How does Walmart Global Tech fit into Walmart overall?

Walmart Global Tech works on cutting-edge technologies that create unique and innovative experiences for our associates, customers and members across Walmart, Sam’s Club and Walmart International. We solve the myriad challenges that every retailer faces, whether it’s dealing with suppliers, distribution, ordering, innovation, shopping experience, or after-sales service. The one commonality across all of these is that they all benefit from technology.

You oversee both data engineering and machine learning – any lessons for others in terms of the benefits of structuring the organization this way? This must give you a unique vantage point on data-centric AI, per your recent blog

In other companies, these functions are often separated in different organizations. My own experience is that if we can combine the different roles – particularly the data scientists, the research scientists, data engineers, machine learning engineers, and software engineers – in one team, it can speed up product development. Since most of the domains require specialized knowledge, combining many different roles into one team can also help bring new innovative ideas to the product.

How do you think about the build-versus-buy calculus when it comes to ML platforms? 

For MLOps platforms, which is obviously a new area, it varies – it’s not as simple as saying we have one tech stack that we follow every time. What we do is approach these decisions based on requirements – then we make sure that each component will be easy to replace or rebuild, so down the road we don’t have to rebuild the whole thing just because one component no longer fits our needs.

What types of models is Walmart Global Tech deploying into production and why? 

It depends on the area, requirements, and end-customers. At the outset, I always start with the question: do we need machine learning at all to solve this problem, or is there an easier way to fix it that we should implement instead? If machine learning is necessary, then it’s often much easier and better to pick a simple model like regression or linear regression to ensure good performance. We leverage those types of models for base cases. When there is a good existing model to use, we often will adapt or use it – like BERT for natural language processing.

I want to emphasize that for the model itself, trust is critical. Not everyone will trust the model. This is why I said at the beginning that the simplest is often the best. Not using machine learning – or if you do need to use machine learning, leveraging a model that offers easier explanations like linear regression models – is preferable. The black box nature of BERT or deep learning makes the task of helping people or customers understand the model more difficult.

Ultimately, if customers or people don’t trust the model it’s useless.
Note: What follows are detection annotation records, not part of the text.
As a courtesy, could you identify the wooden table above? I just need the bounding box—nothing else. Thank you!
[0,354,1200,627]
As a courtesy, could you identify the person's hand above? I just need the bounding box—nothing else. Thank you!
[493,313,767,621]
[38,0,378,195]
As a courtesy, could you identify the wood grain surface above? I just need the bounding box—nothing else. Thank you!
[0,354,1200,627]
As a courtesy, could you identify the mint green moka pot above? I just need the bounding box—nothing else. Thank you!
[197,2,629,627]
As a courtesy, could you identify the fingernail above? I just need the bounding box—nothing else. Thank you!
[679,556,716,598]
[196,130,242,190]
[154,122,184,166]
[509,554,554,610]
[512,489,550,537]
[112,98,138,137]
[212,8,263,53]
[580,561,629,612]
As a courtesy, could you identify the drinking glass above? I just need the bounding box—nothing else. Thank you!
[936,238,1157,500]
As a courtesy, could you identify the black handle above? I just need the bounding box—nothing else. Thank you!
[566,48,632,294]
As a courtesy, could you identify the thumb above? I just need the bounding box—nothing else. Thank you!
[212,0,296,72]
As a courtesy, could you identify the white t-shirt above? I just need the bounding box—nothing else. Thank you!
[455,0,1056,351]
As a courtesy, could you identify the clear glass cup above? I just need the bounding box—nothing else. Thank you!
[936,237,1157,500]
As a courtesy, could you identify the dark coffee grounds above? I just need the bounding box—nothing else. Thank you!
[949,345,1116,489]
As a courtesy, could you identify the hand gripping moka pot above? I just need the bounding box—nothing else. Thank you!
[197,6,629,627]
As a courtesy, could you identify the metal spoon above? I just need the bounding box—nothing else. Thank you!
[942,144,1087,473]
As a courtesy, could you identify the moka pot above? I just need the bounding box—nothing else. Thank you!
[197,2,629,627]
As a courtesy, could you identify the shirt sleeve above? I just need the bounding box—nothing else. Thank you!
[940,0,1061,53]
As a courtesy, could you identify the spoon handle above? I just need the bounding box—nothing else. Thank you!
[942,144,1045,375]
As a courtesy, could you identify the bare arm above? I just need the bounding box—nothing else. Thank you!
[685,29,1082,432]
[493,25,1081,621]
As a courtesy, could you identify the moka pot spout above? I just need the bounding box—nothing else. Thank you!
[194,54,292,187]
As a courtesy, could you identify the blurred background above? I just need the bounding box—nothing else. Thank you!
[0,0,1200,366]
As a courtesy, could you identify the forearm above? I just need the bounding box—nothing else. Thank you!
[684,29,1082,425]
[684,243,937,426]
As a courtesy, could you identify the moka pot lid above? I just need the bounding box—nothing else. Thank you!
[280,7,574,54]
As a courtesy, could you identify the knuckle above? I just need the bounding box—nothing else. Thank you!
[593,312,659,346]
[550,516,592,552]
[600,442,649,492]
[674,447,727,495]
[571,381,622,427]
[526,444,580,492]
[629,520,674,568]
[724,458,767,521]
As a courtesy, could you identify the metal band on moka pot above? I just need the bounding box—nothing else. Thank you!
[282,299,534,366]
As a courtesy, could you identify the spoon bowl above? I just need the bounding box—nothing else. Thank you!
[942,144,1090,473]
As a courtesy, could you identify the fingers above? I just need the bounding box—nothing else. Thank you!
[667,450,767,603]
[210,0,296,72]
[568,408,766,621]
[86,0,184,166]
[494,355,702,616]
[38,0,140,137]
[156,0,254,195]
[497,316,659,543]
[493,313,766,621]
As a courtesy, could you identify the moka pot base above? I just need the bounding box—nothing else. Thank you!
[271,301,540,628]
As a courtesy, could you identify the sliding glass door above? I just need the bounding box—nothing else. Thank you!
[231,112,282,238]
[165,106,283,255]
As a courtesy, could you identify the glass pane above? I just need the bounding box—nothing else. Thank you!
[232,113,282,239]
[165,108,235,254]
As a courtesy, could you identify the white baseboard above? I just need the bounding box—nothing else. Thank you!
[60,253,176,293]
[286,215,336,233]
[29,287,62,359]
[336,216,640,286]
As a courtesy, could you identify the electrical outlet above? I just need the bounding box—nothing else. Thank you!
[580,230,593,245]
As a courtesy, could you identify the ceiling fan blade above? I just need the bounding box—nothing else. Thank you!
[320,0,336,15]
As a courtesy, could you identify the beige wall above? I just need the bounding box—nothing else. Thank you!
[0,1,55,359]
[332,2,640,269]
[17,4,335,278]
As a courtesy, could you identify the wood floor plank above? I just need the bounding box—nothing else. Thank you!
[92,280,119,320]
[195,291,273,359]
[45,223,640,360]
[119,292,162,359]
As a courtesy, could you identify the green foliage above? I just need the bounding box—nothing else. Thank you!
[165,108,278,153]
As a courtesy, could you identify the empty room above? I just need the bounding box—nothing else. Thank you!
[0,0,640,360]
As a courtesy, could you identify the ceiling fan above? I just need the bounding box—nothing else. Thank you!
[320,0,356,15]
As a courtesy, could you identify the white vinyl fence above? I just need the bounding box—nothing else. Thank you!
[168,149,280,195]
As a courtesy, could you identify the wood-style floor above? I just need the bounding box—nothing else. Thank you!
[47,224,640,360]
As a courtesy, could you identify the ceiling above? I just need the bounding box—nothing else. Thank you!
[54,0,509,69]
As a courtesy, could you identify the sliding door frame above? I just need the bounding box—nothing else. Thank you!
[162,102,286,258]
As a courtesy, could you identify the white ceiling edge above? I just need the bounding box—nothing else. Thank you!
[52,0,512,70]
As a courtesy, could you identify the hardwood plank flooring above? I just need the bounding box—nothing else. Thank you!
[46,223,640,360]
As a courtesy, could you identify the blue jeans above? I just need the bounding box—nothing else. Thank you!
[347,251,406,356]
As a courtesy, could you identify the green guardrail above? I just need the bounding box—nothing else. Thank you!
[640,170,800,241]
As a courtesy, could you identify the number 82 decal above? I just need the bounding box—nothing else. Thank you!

So building a process to explain the model is critical. It’s also important to troubleshoot the model itself.

Sounds like model explainability and being able to trust a model’s decisions is really important to your team?

Yes, it’s important not only for the model but also for the product and its customers. If you can explain a model to a customer or a user, you can explain it to yourself also – so it’s win-win that way as well. No one likes a black box.

What is your strategy for model monitoring and troubleshooting model performance? 

Since change is always happening, monitoring is really the key to successful MLOps. Whether it’s from a data engineering or machine learning engineering perspective, we always task the role with monitoring all processes across the pipeline or infrastructure. The data engineer, for instance, will look at whether there are data quality issues, data mismatches, missingness, and more.

For machine learning, monitoring spans both the data and the model itself. We look at data drift, concept drift and performance across key metrics (i.e. AUC) to get to the bottom of issues and inform the retraining process. There is a lot you can track, so having access to key metrics for root cause analysis and getting notifications and alerts really helps.

This must be a really interesting time at Walmart given record demand, supply chain challenges, inflation and a lot more. Have you experienced any interesting issues with production models reacting to a new environment?

Definitely, yes. The one constant is that the data are always changing. A model trained on social network data, for example, may see broad impacts to model performance when the social network data drastically changes or disappears overnight. Issues like these are very common.

Half of data scientists we recently surveyed (50.3%) say that their business counterparts do not understand machine learning. How have you successfully navigated this hurdle to scale your ML practice? 

This kind of situation is common in the industry. As discussed, some models are black boxes – and few trust black boxes that are unopened, which is why explainability is so important. If your customers look at it and understand why a model made a particular decision, trust will grow over time.

For models that directly impact customers, how do you incorporate customer feedback into your models?

Customer feedback is so important. The data might change or the concept might change, but if customer feedback is part of the ML process then we can use that customer data to retrain the model in near real-time and have better model performance and a better ability to predict reality as a result. Having that human-in-the-loop process to check things can help ensure that models are relevant and performing well.

What is your most favorite and least favorite part of your current role? 

I love data and I love playing with data, so that’s really one of my favorite aspects of my current role. Incidentally, it’s also one of the more difficult parts of the job because you need to know the data well before you fit it into a model. In terms of machine learning, one of the hardest things is knowing how to pick the right approach – not just for the model, not just for the data, but also the tech stacks, scalability and everything about the ML pipeline.